Q: What impact does aiHealth have on clinician satisfaction, coder retention, and quality outcomes?
A: This is perhaps aiHealth’s most exciting promise. Out of the principles of the Quadruple Aim, the opportunity to Improve Patient and Provider Experiences is at our fingertips. While speaking about aiHealth last week with an accomplished orthopedic surgeon about coding within his group’s practice, he mentioned they use a template, and their best coder reviews each one for completeness and accuracy before being submitted to the payer(s).
Plus, on top of maintaining his medical licensure and running a practice, he also said he takes a coding class every year. I asked him if, when he went to medical school, he imagined he would go to coding class every year. After a pause, he answered with a smile, “No”. It was a moment.
"Let us take coding as a primary responsibility off physicians’ and other clinicians’ backs. Let us help coding and medical records professionals work at the top of their potential and credentials."
Let’s enable contemporary technology, such as AI-ML, that can be readily trained to capture ICD-10 and CPT codes, as well as check for accuracy, and has the capacity to do it day and night. Let medical professionals add back a sense of joy to their work!
Q: For future entrepreneurs and healthcare leaders, what insights can you share to ensure we continuously drive innovation and push the status quo?

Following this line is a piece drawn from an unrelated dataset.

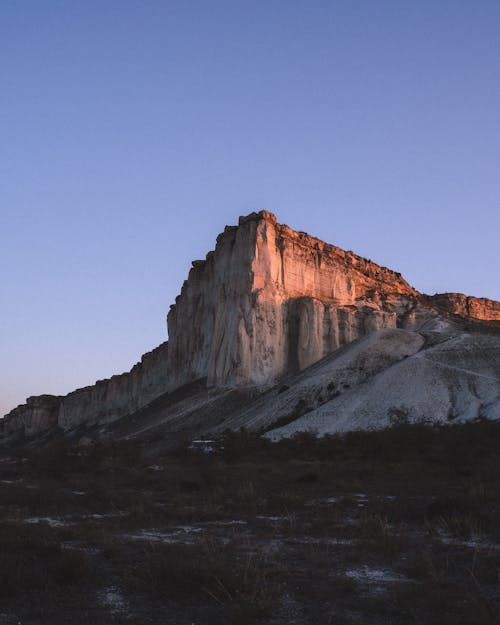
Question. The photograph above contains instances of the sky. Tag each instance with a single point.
(132, 132)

A: Always try to make things better. Use technology to pursue ways to not just automate current processes to go faster, but to innovate and create simpler, better ways to work. Pursue quality, satisfaction, and effectiveness in addition to efficiency. As Michael Hammer said in the 1990’s, take a baseball bat to the side of a process, and every time you automate, reengineer and reimine the processes you are automating! Reduce the number of steps in workflows. Involve key knowledge-workers. Begin where people are. Use technology to make change in ways that can be absorbed and adapted with agility – you don’t need to change everything all at once. Involve people to help guide your work to a brand-new place that they’ve dreamed of while laboring away in yesteryear’s assembly-line workflows. They know. Just ask them.
About Jean Balgrosky PH.D., MPH, RHIA,
Experienced in and committed to healthcare innovation, Jean Balgrosky PH.D., MPH, RHIA, is a force for change in technology, paving the way for excellence in solutions to redefine healthcare delivery. As the former CIO of large, complex healthcare systems such as Scripps Health and Holy Cross Health System (now Trinity Health System), Jean is an established industry leader and arbiter of change. Jean designed and executed the strategic health IT plan for Scripps Health, a multi-hospital system including the world-renowned Scripps Clinic. There she implemented an enterprise electronic health record (EHR), rebuilding Scripps’ IT architecture from the ground up. In addition, Jean has a Ph.D. in Health Services from the UCLA Fielding School of Public Health and has served on the faculty there for the past 10 years.